Emily Matingo, a climate change scientist in the ministry said in accordance with the United Nations Forum Convention on Climate Change (UNFCCC), stocktaking entails identifying available information on climate change impacts, vulnerability, risks, and adaptation for a specific developing country. At the same time stocktaking also involves assessing the gaps and needs of the enabling environment for the NAP process in the country in question.

 

 

O’Brien Makore, the Programmes Coordinator of the Development Reality Institute (DRI) said Africa is currently experiencing the fastest urbanization rate at approximately 3, 5% annually, and Zimbabwean cities are no exception to the trend.

 

“This entails that by 2050, more than 70% of the world’s population will be residing in urban areas. This means the battle for a more sustainable future will be won or lost in cities. There is need therefore for towns and cities to invest in integrated public transport systems, green infrastructure, the effective utilisation of clean energy, mixed-use development and effective citizen participation.

 

“To this regard, DRI has developed an integrated mobile application called Harare Yangu which enables Harare residents to engage with city administrators so as to ensure transparency and improved service delivery. We also established the first Local Urban Observatory (LUO) to monitor and generate current data regarding urban development in Harare,” Makore said.

 

Tariro Chipepera, a deputy director in the ministry of women affairs, gender and community development urged stakeholders to rise to the challenge of climate change and respond to it in gender sensitive adaptive way.

 

In Zimbabwe 70% of small holder farmers are women.

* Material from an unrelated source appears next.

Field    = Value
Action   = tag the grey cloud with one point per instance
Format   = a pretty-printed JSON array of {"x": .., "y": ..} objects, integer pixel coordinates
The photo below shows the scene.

Urban Agriculture is being affected by climate change undermining development efforts due to food insecurity and this also widens the gap between the poor and the rich. In that regard, there is need to adapt agricultural practices to climate change as Agriculture is one of the key economic drivers.

 

Chipepera noted that climate change effects are bad for everyone but very bad for the weak such as children, women, the disabled and the elderly in the urban areas.

 

“Most urban areas in Zimbabwe are experiencing inadequate water supply due to water infrastructure challenges for example in Harare. Many townships go for days and months without running tap water and in 2008 more than 4 000 people died in a cholera outbreak. The disease burden especially at house hold level is put on women and the girl children,” Chipepera added.

 

In a city like Harare, solid waste management is already a serious challenge. The city struggles with effective waste control, filling landfills with mountains of garbage, a source of deadly methane gas, one of the key drivers of global warming. These sectors and others like waste management will require rigorous reform to improve efficiency and reduce carbon emissions. Moreover, the loss of wetlands in Harare due to poor council construction decisions has pushed the water table 12 metres deeper to 30 metres.